UNE SÉCURITÉ SOCIALE DE L’ALIMENTATION
Imaginons que l’on transpose à l’alimentation le système mutualiste de la santé. Une caisse alimentaire qui donnerait à ses membres le droit de bénéficier d’un budget mensuel dédié à l’achat de produits qu’ils auraient eux-mêmes conventionnés ? C’est le projet fascinant qui se trame au sein d’Edenn. Une quarantaine de familles ont été identifiées pour l’expérimenter à partir de septembre prochain.

3 QUESTIONS À… ALICE THOUVENIN
Responsable de l’association Partageons les jardins

D’où vient l’association Partageons les jardins ?
Les jardins partagés sont apparus dans les années 90. Un réseau s’est peu à peu construit au niveau national mais à Toulouse, il n’y avait rien. Nous avons donc créé l’association en 2012 pour mettre en réseau les acteurs et accompagner ceux qui le souhaitent, bailleurs, promoteurs, collectivités… dans la création d’espaces. L’idée est toujours de coconstruire avec les futurs jardiniers. Nous assurons un suivi technique les premières années mais le but est de les amener vers l’autonomie.

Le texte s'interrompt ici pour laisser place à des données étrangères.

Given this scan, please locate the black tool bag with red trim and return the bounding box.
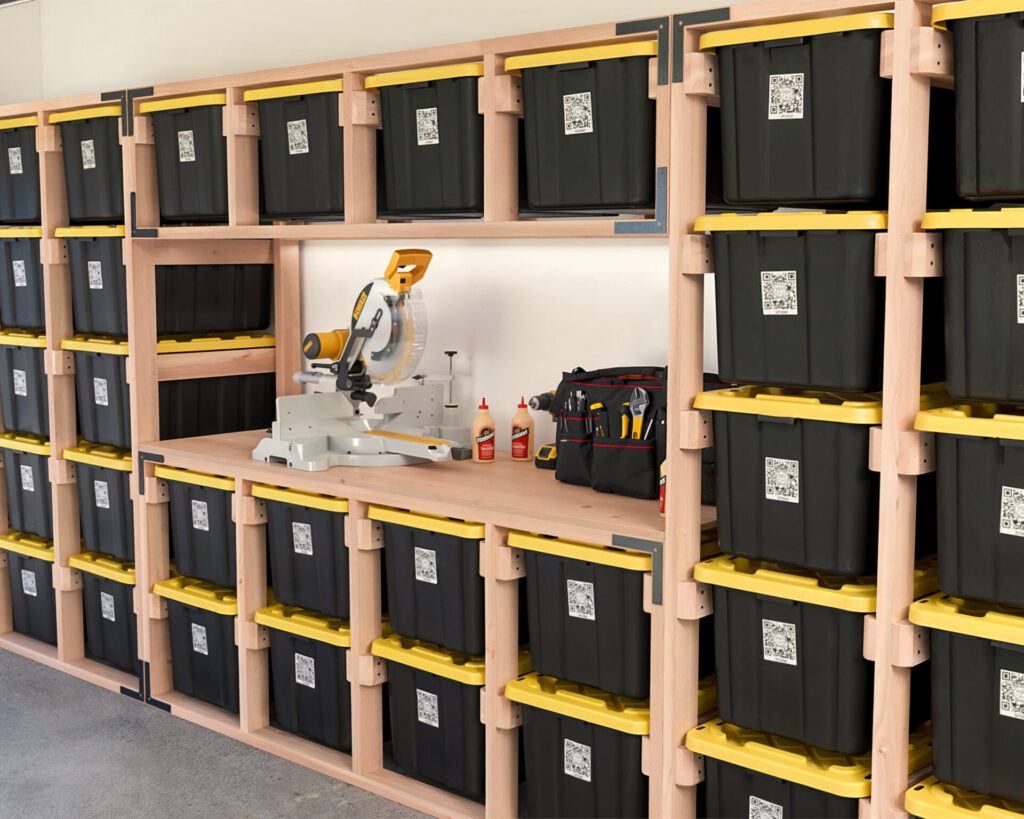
[553,366,667,500]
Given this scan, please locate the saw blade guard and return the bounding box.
[360,279,428,385]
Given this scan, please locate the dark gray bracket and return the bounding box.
[616,16,670,85]
[612,534,663,604]
[672,8,731,83]
[137,451,165,496]
[131,191,158,238]
[614,166,667,235]
[142,662,171,712]
[119,657,145,701]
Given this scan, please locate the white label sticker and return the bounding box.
[191,499,209,532]
[761,270,798,316]
[415,107,440,146]
[566,578,596,621]
[191,622,209,655]
[1020,52,1024,103]
[1000,669,1024,720]
[81,138,96,170]
[294,652,316,689]
[20,464,34,492]
[765,457,800,504]
[762,619,798,666]
[1000,486,1024,537]
[93,376,109,407]
[749,795,784,819]
[87,260,103,290]
[100,590,116,622]
[287,119,310,155]
[416,688,439,727]
[1018,275,1024,324]
[292,521,313,555]
[563,738,592,782]
[414,546,438,584]
[12,259,26,287]
[769,73,804,120]
[12,368,26,397]
[8,146,22,175]
[94,479,110,509]
[21,569,37,597]
[177,129,196,163]
[563,92,594,135]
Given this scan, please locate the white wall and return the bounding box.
[0,0,43,105]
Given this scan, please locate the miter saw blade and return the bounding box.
[359,278,427,384]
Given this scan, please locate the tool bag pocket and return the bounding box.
[554,411,593,487]
[592,439,658,499]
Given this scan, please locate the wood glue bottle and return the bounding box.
[511,397,534,462]
[472,398,496,463]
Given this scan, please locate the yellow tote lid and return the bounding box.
[0,531,54,563]
[915,403,1024,441]
[0,432,50,456]
[0,227,42,238]
[508,531,652,571]
[61,333,275,355]
[372,633,530,685]
[0,329,46,348]
[698,674,717,716]
[906,775,1024,818]
[49,105,122,124]
[922,207,1024,229]
[933,0,1024,28]
[63,442,132,471]
[255,603,351,648]
[55,225,126,238]
[252,483,348,514]
[505,42,656,72]
[694,555,939,613]
[505,671,650,735]
[153,576,237,615]
[700,12,894,51]
[365,64,483,89]
[0,115,38,130]
[139,93,227,114]
[61,336,127,355]
[153,465,235,492]
[368,505,485,540]
[68,551,135,585]
[910,593,1024,647]
[694,211,887,232]
[243,79,342,102]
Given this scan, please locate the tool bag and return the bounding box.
[554,366,667,500]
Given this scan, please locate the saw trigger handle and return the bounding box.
[303,330,350,361]
[383,249,432,294]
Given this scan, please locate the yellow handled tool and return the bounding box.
[629,387,649,440]
[303,329,350,361]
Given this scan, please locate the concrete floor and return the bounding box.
[0,649,426,818]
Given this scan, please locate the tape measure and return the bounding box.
[534,444,557,470]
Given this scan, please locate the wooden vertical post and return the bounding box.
[342,73,379,224]
[481,54,520,223]
[272,239,301,398]
[225,88,260,227]
[235,480,270,733]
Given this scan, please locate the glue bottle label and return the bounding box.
[476,427,495,461]
[511,426,530,459]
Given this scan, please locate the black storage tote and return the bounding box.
[506,671,649,819]
[63,442,134,562]
[370,506,485,655]
[0,433,53,541]
[50,104,124,223]
[154,576,239,712]
[698,211,945,392]
[507,43,656,212]
[69,551,137,674]
[256,484,348,619]
[0,227,44,330]
[0,331,49,436]
[62,336,132,449]
[366,64,483,216]
[695,554,936,755]
[139,94,228,223]
[59,226,128,337]
[704,13,893,205]
[156,466,236,588]
[0,115,40,223]
[511,530,650,699]
[906,776,1024,819]
[694,386,940,576]
[254,603,354,752]
[2,534,56,645]
[244,80,343,218]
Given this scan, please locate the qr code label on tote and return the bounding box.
[416,688,439,727]
[287,119,309,155]
[93,377,109,407]
[749,795,784,819]
[563,738,592,782]
[8,146,22,175]
[80,138,96,170]
[12,259,26,287]
[294,652,316,689]
[20,465,34,492]
[768,73,804,120]
[12,368,26,396]
[21,569,36,597]
[191,623,208,655]
[292,521,313,555]
[1000,486,1024,537]
[765,457,800,504]
[761,271,798,316]
[415,107,440,146]
[177,129,196,163]
[566,579,596,621]
[100,591,116,622]
[191,499,210,531]
[563,92,594,135]
[88,260,103,290]
[414,546,438,584]
[1000,669,1024,720]
[762,619,798,666]
[94,479,110,509]
[1020,52,1024,103]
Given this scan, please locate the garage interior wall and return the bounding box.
[0,0,724,449]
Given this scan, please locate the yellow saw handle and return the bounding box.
[383,249,432,294]
[303,329,350,361]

Quels sont les enjeux des jardins partagés ? On dit que ce sont des centres sociaux à ciel ouvert et c’est vrai. On ne vas pas nourrir la ville avec des tomates, les jardins permettent de faire du collectif, on touche parfois des gens qui ne sortaient plus de chez eux. Souvent, on observe dans les résidences des changements de dynamiques liés au développement de l’entraide.

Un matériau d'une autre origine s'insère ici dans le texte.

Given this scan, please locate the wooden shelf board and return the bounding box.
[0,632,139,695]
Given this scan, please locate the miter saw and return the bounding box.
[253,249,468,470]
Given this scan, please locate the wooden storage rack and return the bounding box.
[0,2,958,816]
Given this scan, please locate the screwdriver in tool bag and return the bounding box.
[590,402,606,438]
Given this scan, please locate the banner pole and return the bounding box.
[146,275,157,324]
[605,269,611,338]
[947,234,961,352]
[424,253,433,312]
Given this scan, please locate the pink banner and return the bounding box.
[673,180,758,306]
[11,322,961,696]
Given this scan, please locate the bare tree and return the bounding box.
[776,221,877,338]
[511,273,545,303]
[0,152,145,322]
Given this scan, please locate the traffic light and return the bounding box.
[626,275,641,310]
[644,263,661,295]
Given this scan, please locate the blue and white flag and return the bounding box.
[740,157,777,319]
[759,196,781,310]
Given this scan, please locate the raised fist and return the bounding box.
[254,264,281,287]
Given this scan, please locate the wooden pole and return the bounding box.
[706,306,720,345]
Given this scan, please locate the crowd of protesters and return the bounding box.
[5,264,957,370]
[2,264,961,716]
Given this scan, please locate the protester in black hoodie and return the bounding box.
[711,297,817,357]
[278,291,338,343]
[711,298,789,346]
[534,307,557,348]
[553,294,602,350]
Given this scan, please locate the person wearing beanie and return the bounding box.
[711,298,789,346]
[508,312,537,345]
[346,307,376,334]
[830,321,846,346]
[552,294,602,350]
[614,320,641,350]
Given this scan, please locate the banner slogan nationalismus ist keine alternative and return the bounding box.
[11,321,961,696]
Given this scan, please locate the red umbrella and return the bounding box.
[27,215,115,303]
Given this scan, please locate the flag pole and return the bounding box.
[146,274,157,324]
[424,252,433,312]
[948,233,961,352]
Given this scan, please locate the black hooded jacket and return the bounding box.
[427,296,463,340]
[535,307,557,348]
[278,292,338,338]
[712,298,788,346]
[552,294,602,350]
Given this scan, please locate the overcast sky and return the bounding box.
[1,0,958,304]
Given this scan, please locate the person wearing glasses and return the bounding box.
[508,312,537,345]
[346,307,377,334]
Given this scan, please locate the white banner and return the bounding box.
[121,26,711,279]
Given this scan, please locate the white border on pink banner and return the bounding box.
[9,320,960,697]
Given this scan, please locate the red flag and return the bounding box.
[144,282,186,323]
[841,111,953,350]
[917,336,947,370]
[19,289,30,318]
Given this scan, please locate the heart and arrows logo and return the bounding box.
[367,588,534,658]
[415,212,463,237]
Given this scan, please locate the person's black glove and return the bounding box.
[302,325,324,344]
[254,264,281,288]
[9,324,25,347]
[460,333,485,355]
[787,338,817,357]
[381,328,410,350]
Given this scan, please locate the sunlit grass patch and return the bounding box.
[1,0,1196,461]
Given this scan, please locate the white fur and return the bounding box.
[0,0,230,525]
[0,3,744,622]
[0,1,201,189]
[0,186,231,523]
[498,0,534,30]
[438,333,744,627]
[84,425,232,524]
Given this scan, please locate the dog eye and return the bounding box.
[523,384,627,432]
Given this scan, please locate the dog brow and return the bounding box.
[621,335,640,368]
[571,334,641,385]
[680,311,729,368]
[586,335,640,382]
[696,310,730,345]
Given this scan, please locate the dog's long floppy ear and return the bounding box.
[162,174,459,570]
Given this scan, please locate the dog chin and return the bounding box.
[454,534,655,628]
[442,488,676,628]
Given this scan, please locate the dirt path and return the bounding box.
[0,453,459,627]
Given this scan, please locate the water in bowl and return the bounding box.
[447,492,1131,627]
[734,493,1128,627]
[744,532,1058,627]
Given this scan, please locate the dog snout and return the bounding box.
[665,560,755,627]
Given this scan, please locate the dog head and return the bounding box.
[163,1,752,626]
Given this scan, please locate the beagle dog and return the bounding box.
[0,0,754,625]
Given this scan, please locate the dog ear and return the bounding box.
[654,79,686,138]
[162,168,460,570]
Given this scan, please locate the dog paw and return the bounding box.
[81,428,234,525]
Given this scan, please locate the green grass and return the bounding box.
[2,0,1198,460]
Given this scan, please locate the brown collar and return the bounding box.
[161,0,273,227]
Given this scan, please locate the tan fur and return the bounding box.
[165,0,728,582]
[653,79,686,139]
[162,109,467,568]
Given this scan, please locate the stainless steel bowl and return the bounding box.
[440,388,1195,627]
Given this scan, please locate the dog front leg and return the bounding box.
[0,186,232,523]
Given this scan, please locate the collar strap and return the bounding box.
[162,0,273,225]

Comment se porte l’agriculture à urbaine à Toulouse ?
Du côté du public, l’engouement ne s’est jamais éteint. Nous avons encore 10 jardins en projet, rien qu’à Toulouse et la demande est telle qu’ils sont souvent complets avant leur ouverture. Mais globalement, il faut bien constater que Toulouse est très en retard par rapport à d’autres villes. Ici, il n’y a que Edenn, comme vrai espace d’envergure tandis qu’ailleurs, il y en a parfois des dizaines.